Darius Soriano —  January 29, 2016 — 21 Comments

I have many thoughts about D’Angelo Russell. Most of them good, some of them concerning, all of them pitted against the backdrop of his age, the direction the league is headed, and his current position on this specific version of the Lakers.

That’s a mouthful, I know.

In a shade under 4 weeks, Russell will turn 20 years old. In NBA years, he is a baby. And while he possesses a polished game, it sometimes only takes a light wipe to pull away some of that veneer and see all that he currently is not. And when playing for an organization that is not used to the types of lows currently experienced and in an era of instant gratification/reward seeking, the breaking down of what Russell isn’t has become a favorite pastime for some.

I am not completely exempt from this. I look at Russell and have concerns. He has a laid back demeanor that can, visually, influence how hard I think he’s playing — especially defensively. There are some bad habits I see nightly. Not running back hard on defense. Not defending with assertiveness. Relaxed hands when guarding on the ball. Lack of effort to fight on the glass when switching in the P&R. Not enough…well, effort. I see it.

Then I reflect. These are flaws, but they seem to be habits that can be broken. I watch guards who came into the league young and see where they are now and understand that the things I don’t like now are things which can be learned and executed as a career advances. I remember that he’s not yet even 20 and I know through good teaching and a want to be better, improvement comes over time. That doesn’t just apply to basketball.

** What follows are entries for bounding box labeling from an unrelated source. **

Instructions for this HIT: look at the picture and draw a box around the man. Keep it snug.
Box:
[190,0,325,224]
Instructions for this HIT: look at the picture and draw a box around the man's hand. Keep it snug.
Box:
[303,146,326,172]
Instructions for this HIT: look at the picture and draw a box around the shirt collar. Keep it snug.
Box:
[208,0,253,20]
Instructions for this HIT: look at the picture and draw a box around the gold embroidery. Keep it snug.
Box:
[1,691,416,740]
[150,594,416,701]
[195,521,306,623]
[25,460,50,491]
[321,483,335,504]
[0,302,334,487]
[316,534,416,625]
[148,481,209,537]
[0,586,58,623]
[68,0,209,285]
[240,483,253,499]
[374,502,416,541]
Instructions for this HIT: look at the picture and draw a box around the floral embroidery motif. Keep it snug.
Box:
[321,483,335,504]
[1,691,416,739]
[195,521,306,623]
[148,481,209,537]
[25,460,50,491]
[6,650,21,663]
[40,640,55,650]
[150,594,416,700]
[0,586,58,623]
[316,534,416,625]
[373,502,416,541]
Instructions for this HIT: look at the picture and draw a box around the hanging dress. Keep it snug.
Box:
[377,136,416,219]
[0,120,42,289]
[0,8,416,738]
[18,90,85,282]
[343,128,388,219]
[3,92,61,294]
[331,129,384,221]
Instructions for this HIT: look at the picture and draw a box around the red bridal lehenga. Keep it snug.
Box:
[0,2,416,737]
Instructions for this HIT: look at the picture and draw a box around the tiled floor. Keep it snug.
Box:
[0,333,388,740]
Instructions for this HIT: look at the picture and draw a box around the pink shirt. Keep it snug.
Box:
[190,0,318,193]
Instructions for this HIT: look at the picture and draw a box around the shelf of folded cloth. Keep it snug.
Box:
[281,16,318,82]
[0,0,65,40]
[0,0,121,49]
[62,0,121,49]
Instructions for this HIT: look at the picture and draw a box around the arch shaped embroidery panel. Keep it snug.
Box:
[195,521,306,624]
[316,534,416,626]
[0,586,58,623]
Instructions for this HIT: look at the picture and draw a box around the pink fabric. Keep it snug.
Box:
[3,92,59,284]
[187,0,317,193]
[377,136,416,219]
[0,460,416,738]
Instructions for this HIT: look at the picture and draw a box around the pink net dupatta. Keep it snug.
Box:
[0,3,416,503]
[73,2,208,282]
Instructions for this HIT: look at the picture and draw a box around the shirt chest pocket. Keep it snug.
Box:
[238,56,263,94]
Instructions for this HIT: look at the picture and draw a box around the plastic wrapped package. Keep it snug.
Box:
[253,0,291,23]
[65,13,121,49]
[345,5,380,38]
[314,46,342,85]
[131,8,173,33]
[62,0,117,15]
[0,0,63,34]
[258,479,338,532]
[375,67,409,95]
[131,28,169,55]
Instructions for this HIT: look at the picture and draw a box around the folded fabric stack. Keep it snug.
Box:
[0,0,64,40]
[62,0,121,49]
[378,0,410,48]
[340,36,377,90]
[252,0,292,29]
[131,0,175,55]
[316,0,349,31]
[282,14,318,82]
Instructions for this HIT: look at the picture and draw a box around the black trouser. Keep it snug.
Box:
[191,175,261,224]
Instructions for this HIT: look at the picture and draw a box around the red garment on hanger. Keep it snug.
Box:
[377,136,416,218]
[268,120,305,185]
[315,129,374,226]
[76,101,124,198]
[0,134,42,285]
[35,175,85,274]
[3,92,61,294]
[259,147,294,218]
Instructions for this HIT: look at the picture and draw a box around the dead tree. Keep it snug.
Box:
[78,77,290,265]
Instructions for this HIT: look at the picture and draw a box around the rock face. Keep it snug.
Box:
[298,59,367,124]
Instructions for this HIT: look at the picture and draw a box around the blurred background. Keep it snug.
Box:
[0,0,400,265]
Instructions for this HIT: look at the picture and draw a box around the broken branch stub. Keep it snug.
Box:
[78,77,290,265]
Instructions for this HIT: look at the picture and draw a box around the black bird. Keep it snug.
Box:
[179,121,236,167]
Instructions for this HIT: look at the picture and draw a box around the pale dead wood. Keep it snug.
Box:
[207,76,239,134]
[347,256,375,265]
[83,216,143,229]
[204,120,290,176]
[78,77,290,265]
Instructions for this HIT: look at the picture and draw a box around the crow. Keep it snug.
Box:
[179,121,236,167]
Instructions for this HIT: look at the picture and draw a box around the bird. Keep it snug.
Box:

I also see all the good in this kid’s game. All that skill. The ball handling — which could be tighter, but is still excellent. The shot making and pure stroke. The feel for passing and how defenses move. The ability to not only see the pass, but execute it on time and on target. The desire to lead. The recognition of the moment and the visual uptick in wanting to do more in games that are tight, late. And then I remember that he’s not yet even 20 and that through good teaching and a want to be better, improvement comes over time. And that, in this case, it does apply to basketball.